I am in the midst of doing something I haven't done for a very long time. I'm moving. Not just my home but my studio as well. It's a daunting process, to say the least. As I said to one of the valued friends helping me through it, I feel like I'm dismantling my life piece by piece.
My house, where my studio takes up a good portion of the downstairs floor, has been my home for nearly 25 years. It's seen a lot of laughter and very good times as well as some heartbreakingly bad ones. It's where I've lived and made my living, where I've shared my life with loved ones now departed. It's where many cherished memories were made - memories that are prized above the possessions I will carry with me from this house. I came to love this place well, with its quiet neighbourhood of good people, its serene garden, and its bright rooms. My art practise flourished here.
Now it's time for the house to become home for another family.
My new home where I will soon be reconstructing my life is a row-house style townhome. My new studio - my highest priority when house-hunting - is a sunny space with its own entrance that's accessed through a small garden. There are many green spaces and walking trails in this more-urban neighbourhood for Lily and I to explore, and a cat-friendly second story balcony.

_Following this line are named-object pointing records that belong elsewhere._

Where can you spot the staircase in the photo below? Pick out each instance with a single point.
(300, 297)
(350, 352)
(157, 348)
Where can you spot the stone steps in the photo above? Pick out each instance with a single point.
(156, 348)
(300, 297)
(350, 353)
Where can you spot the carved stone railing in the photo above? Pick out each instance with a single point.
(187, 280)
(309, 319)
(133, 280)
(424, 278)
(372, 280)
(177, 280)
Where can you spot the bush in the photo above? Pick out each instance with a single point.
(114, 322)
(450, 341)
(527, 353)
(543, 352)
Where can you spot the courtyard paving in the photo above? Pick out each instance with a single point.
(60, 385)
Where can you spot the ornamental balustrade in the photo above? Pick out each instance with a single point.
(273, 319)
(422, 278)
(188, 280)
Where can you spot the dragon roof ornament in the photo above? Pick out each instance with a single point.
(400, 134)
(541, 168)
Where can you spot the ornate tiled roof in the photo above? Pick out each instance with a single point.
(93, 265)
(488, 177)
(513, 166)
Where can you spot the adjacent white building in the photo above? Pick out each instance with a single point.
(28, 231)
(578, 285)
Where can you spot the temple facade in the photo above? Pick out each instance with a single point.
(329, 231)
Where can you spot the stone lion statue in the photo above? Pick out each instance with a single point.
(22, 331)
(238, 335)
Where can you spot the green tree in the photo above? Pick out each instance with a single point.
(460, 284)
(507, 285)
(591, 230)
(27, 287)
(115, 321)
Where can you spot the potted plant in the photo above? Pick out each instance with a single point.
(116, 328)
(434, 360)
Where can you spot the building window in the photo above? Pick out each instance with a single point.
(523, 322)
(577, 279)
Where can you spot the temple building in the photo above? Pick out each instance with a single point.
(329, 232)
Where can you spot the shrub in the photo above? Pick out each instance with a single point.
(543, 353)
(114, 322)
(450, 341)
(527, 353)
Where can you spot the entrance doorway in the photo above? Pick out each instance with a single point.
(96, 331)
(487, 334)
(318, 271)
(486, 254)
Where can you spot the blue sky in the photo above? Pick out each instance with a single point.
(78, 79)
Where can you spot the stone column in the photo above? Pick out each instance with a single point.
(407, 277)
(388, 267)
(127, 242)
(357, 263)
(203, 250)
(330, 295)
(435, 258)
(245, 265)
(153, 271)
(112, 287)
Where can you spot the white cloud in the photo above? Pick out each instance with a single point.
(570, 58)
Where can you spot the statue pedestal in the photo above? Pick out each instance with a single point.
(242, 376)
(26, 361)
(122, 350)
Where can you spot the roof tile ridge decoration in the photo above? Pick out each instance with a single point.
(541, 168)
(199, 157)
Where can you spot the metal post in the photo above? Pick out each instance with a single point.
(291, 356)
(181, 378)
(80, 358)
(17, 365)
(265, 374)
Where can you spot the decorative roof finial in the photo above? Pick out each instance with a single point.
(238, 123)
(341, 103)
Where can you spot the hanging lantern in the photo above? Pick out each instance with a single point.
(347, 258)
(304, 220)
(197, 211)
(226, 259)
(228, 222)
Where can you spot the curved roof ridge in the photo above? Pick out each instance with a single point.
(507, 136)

I expect this home will serve me well too, that many new memories will be made there, and that good times will happen within its walls. Art will be created and workshops will be delivered. And while there will doubtless be bad times too, I can only hope they don't come for a long, long while.
Moving from a big, roomy house to a space less than half the size requires significant "streamlining" (a word I much prefer to "downsizing"). The collection of stuff that has accumulated after more than two decades in one place demands heavy editing. Only some of it will make the cut - the furniture that will function best in a smaller space, the mementos that are most significant. However, the contents of one room is more-or-less unscathed: my studio. It will be packed, moved, and set up basically in its entirety and hopefully that will be accomplished fairly quickly. After all, I have my priorities! I am looking forward to getting back to work at my drawing table once again.
In the mean time I will continue taking apart the life that was built in this house. Much stuff will be given away, some sold, a yard sale will account for more, and the remainder will be donated to charity. In the end I will carry with me only what I need to form the foundation of a renewed life in a different place.
There's an art to this process of deciding what stays and what goes, what's kept and what's discarded. For the most part I find that among all the stuff I'm sorting through there are few things for which I have very strong attachments. The truly important things - the relationships that were formed and cemented here and the memories I will always cherish - don't require packing.